Statistical Inference with GSS data

Setup

Load packages

library(ggplot2)
library(dplyr)
library(statsr)
library(plotly)

Load data and clean by removing columns where ‘NA’ values comprise more than 10% of total rows. We will also delete the caseid column since it serves no useful purpose in our analysis.

load("gss.RData")
gss_filtered <- gss[,colSums(is.na(gss)) <= 0.1*nrow(gss)] %>% select(-caseid)

Part 1: Data

According to the GSS Data Documentation, Appendix A, the GSS observations are a multi-stage area probability sample to the block or segment level. At the block level, quota sampling is used with quotas based on sex, age, and employment status. The cost of the quota samples is substantially less than the cost of a full probability sample of the same size, but there is, of course, the chance of sample biases mainly due to not-at-homes which are not controlled by the quotas.

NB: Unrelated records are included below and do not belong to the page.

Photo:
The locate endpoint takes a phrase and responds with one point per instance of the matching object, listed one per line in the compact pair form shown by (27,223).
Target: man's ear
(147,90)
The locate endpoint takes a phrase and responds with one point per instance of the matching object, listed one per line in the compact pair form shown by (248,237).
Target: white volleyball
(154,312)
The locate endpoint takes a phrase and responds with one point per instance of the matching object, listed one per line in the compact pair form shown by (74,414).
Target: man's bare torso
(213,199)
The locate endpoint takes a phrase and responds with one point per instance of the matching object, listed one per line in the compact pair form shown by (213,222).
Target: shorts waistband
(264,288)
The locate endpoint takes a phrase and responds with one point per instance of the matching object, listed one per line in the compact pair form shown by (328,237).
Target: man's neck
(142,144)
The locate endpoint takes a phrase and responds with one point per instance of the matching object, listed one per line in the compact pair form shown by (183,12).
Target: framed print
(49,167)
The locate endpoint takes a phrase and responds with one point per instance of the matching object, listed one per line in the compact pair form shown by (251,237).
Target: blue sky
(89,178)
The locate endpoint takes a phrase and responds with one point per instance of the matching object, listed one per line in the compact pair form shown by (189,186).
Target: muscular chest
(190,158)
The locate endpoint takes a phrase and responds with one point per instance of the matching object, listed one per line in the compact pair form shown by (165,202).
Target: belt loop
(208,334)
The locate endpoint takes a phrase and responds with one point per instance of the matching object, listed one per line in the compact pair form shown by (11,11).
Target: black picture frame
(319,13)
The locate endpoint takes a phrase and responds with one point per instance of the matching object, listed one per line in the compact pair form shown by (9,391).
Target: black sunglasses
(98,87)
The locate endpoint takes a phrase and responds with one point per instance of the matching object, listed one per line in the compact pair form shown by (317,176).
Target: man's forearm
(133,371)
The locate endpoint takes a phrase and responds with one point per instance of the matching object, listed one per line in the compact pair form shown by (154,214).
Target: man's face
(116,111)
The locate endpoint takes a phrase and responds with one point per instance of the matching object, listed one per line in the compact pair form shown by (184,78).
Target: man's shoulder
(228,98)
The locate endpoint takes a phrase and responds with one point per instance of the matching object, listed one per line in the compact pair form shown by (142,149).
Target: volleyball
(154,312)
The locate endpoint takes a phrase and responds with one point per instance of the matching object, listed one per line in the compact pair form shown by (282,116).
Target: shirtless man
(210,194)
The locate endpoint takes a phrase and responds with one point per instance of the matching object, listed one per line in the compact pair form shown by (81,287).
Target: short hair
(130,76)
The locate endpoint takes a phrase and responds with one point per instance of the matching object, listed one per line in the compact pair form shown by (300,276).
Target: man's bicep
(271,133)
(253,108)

However, in order to reduce this bias, the interviewers are given instructions to canvass and interview only after 3:00 p.m. on weekdays or during the weekend or holidays. This type of sample design is most appropriate when the past experience and judgment of a project director suggest that sample biases are likely to be small relative to the precision of the measuring instrument and the decisions that are to be made.

One should conclude that random sampling is NOT being employed to collect the GSS data because of convenience bias (i.e., respondents need to be available to be interviewed). Therefore, any inferences derived from these data may not be generalizable to the population at large.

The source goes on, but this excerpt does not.